A Pint of Bitter by Conor Kehelly animated short film still

Irish animator, illustrator, and music producer Conor Kehelly brings ‘A Pint of Bitter’ (2026) to the 2026 Animafest Zagreb. It’s a self-funded solo project where the aspect ratio is a circle, and the fisheye lens signals the titular pint. Watching the uncanny production unfold feels a bit like gazing through the bottom of an empty glass after a big night.

We begin in a bar, where a man tries to enjoy a quiet pint. A father and his 18-year-old son pick a fight with the punter, and no one at the table seems to know what they’re fighting about. The fairly pedestrian plot then makes a hard pivot into absurdism. The father swallows his son, and his head explodes. The punter and audience are left trying to make sense of what just happened.
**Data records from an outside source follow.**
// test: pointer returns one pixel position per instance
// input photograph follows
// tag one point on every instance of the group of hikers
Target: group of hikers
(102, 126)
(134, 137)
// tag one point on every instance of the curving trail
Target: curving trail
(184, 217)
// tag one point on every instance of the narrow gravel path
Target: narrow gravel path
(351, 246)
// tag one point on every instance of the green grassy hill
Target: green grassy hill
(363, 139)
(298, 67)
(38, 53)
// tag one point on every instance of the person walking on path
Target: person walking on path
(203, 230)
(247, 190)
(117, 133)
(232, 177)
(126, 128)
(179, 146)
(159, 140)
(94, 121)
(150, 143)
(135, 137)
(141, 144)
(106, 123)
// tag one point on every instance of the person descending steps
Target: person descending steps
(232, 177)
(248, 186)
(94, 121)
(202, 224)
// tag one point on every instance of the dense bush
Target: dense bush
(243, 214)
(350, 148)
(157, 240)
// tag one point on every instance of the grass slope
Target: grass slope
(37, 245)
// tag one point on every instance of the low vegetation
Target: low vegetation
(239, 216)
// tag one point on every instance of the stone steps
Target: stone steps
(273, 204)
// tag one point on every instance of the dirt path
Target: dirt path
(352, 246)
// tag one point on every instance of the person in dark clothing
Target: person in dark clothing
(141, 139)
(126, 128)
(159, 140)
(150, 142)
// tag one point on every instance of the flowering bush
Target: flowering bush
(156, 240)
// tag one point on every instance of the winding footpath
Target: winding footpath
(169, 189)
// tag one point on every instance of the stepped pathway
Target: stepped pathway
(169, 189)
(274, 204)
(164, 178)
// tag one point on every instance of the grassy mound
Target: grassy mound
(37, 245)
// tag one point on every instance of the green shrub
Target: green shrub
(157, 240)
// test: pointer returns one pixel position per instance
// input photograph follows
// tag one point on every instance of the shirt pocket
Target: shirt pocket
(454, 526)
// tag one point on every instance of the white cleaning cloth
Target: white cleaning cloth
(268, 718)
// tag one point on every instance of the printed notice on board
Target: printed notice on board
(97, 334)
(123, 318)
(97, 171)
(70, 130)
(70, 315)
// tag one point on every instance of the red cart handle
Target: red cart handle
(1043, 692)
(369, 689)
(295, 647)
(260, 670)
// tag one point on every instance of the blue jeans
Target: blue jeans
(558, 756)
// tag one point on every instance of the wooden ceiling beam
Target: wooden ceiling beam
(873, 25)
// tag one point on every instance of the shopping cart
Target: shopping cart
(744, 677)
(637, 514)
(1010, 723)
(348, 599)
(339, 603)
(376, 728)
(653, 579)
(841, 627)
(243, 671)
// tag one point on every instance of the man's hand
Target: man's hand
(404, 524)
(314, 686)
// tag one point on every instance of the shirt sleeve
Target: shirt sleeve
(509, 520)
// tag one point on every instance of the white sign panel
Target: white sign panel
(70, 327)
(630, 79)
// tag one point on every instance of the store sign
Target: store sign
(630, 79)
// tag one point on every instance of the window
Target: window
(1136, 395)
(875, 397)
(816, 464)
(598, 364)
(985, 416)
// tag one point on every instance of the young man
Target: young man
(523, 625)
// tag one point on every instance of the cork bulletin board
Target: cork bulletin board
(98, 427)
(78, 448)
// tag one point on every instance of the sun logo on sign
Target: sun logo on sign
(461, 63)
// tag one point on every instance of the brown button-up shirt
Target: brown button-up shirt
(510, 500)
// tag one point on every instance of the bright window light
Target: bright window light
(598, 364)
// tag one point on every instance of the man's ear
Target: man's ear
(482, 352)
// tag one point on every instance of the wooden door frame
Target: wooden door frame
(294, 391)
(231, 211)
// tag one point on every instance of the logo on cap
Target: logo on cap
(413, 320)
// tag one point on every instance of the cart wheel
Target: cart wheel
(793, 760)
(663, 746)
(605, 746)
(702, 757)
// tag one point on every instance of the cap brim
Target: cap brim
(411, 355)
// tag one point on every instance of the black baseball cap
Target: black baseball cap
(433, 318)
The moment of inhalation and explosion is a site of cosmic release. The journey from microcosm to macrocosm kicks off at warp speed as we descend into the empty skull and are then propelled into outer space, the intestinal tract, and end up in a taxi. The odyssey is demarcated by airborne pints and light bleeds. The grain, glow, and high contrast color look like expired celluloid, but the film was born in a digital universe.

Kehelly was trained in 2D animation, but ventures into the third dimension in his latest short, while retaining the graphic sensibility of a comic book artist. Flat, hand-drawn figures in a 3D world amplify the elastic sense of time and space.

It’s Nice That describes Kehelly’s work as sometimes starting from a silly place, then working its way to a serious feeling. His first film, ‘The Final Nail in the Coffin’ (2023), was an equally absurdist portrait of a community in crisis. The connective tissue between this aesthetic and the society that gave rise to it is its gesture towards the notion that we live in a chaotic and weird world. Temperatures are rising, bombs are falling, and intelligence is increasingly artificial. Freaking out is a reasonable reaction to compounding and concurrent crises.

Realism can be asphyxiating when the world appears as if it could be no other way. Kehelly heralds a fantastical, a-logical, and sensuous order that absolves itself from the pressure to make sense. Or present something palatable. It’s what Sergei Eisenstein would describe as “freedom from the shackles of logic, from shackles in general.”

Determined not to let his graduation project be his last film, the Manchester School of Art alumnus made ‘The Final Nail in the Coffin’ and ‘A Pint of Bitter’ in between commercial projects. Operating outside of a traditional funding ecosystem comes with constraints, but it also enables creative independence.

Kehelly directed, animated, voice-acted, scored, and re-wrote the score four times for ‘A Pint of Bitter’. Before swerving into the big bad world of animation, he was classically trained as a double-bass player. The film’s bassline has more of a galactic feel. It’s ambient, moody, and heightens the sci-fi dimensions of the 9-minute short.

The circular ratio is a nod to the film beginning at the bottom of a glass, but by its conclusion, it could be read as a portal or telescope. Kehelly’s lawless world order resists explanation. It embraces disorientation, therein suggesting that the absurd is not an escape from reality, but a faithful rendering of it. 

‘A Pint of Bitter’ by Conor Kehelly screens at the 2026 Animafest Zagreb festival (in competition).